In this Review, we have sought to highlight the emerging roles for NMII in genetically complex disorders, such as cancer and neuronal diseases. In so doing, we have revealed that these diverse pathologies result from similar NMII-driven processes, including mechanical forces that drive dynamic cell movements and mechanotransduction that results in signaling changes that alter cell behavior. For example, NMII-mediated contractile forces drive both the cell migration that causes cancer metastasis and the synaptic plasticity that underlies cognitive function and that contributes to neurodevelopmental disorders (see Box 1). Similarly, biochemical signaling pathways downstream of NMII are shared across diverse disorders. In particular, recent evidence demonstrates that the mechanosensitive transcription factors YAP and transcriptional coactivator with PDZ-binding motif (TAZ; also known as WWTR1), which regulate both cancer cell progression and stem cell differentiation, also contribute to body axis patterning (Porazinski et al., 2015) and angiogenesis (Choi et al., 2015). Thus, understanding how altered NMII signaling contributes to a specific disease might provide insights into the mechanisms of other NMII-related disorders and ultimately help to identify novel therapeutic targets for the successful treatment of these disorders.

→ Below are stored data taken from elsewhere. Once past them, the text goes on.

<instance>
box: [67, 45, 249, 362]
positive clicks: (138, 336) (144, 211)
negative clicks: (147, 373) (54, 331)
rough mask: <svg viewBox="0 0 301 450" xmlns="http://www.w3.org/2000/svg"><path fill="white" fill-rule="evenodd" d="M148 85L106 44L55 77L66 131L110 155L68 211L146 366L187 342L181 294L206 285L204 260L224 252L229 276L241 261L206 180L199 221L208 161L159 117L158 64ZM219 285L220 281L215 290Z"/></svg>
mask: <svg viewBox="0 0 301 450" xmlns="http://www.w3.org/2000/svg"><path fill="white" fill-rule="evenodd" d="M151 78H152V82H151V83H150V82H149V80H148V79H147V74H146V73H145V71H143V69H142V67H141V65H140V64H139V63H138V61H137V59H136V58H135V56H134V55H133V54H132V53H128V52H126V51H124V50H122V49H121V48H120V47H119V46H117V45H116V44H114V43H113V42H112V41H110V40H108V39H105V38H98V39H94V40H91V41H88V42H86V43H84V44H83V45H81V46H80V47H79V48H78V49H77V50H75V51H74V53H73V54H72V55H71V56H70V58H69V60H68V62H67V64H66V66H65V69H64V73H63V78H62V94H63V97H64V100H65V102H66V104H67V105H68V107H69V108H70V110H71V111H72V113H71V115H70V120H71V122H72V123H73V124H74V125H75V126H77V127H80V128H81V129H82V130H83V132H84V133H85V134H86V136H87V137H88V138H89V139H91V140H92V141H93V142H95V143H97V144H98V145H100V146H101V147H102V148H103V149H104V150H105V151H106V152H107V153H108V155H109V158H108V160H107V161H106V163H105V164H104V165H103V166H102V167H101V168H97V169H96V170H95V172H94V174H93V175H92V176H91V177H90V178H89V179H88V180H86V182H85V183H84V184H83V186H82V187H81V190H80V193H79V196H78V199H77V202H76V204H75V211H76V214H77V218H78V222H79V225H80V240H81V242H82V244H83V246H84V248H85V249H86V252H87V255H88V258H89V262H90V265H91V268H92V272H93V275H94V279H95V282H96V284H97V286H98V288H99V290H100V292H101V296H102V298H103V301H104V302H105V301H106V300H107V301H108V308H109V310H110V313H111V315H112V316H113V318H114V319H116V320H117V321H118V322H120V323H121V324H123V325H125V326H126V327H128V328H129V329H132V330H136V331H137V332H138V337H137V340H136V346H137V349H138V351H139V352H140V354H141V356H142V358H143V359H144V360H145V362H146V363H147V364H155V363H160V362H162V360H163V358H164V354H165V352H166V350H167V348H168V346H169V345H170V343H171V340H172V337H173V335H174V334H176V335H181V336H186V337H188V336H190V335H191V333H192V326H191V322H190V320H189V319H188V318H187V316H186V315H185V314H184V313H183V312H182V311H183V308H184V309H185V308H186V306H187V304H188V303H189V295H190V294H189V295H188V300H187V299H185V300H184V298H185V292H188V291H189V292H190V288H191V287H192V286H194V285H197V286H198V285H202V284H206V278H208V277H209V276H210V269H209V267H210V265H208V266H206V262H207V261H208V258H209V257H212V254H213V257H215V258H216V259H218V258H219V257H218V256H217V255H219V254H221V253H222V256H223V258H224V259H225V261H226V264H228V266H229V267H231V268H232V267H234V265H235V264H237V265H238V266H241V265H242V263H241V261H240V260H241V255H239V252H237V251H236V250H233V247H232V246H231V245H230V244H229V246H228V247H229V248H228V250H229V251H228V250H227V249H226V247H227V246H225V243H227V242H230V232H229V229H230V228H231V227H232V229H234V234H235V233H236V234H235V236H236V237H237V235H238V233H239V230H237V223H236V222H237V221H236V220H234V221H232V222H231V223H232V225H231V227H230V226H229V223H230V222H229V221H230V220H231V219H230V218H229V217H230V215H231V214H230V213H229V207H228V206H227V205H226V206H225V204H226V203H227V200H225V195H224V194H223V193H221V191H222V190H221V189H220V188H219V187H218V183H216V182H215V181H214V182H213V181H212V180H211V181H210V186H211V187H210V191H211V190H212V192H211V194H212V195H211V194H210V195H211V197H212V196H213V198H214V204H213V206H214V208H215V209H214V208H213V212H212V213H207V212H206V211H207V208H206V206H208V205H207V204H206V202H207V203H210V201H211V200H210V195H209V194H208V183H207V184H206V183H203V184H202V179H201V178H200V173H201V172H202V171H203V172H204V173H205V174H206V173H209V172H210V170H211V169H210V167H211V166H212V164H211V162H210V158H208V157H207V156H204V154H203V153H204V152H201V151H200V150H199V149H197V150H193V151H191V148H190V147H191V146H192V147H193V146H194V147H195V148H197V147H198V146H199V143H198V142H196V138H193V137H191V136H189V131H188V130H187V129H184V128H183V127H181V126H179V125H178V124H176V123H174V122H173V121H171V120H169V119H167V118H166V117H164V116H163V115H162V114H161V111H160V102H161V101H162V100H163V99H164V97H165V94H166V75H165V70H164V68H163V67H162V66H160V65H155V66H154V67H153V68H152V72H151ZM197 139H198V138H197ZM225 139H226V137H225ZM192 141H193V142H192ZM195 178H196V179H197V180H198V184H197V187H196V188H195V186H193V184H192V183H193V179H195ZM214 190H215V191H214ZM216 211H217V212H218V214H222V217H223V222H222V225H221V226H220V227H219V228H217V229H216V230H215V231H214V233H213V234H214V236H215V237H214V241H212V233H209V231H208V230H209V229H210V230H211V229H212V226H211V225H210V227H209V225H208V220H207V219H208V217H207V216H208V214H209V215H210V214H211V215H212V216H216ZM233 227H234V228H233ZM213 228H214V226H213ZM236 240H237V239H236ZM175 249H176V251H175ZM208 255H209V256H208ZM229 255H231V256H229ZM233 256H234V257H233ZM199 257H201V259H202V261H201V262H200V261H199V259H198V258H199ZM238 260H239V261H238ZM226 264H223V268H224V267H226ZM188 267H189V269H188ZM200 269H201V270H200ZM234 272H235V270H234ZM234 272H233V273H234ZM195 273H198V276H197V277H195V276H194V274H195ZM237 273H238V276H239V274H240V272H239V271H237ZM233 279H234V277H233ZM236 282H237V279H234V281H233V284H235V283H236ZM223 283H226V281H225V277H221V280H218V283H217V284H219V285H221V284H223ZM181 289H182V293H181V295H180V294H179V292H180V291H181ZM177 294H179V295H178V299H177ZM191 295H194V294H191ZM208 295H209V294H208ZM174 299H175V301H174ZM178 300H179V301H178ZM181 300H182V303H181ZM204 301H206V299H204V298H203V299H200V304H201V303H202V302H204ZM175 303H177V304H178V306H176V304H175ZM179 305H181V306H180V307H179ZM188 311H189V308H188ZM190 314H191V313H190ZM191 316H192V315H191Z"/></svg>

In an attempt to identify novel therapeutic targets for the treatment of NMII-related disorders, we have detailed common upstream regulatory mechanisms that govern NMII activity. These include diverse genetic mutations, as well as miRNAs, that converge either directly or indirectly on NMII regulation. Already, the miRNAs that regulate NMII activity in cancer and endothelial cell function (Table 3) have been implicated in stem cell pluripotency and differentiation (Mathieu and Ruohola-Baker, 2013), and are poised to provide further insights into the roles of NMII in these processes. Thus, miRNAs that regulate NMII function could serve as additional targets for directed differentiation to desired therapeutic cell types. Furthermore, the pharmacological inhibition of shared myosin kinases (Fig. 1) shows promise for therapeutic intervention in numerous disorders, while creating scaffolds of a particular stiffness provides an alternate strategy for manipulating NMII activity. Furthering our understanding of the particular molecular mechanisms that govern the precise spatial and temporal activity of NMII in normal and disease states should also provide increasing specificity for these therapeutic strategies.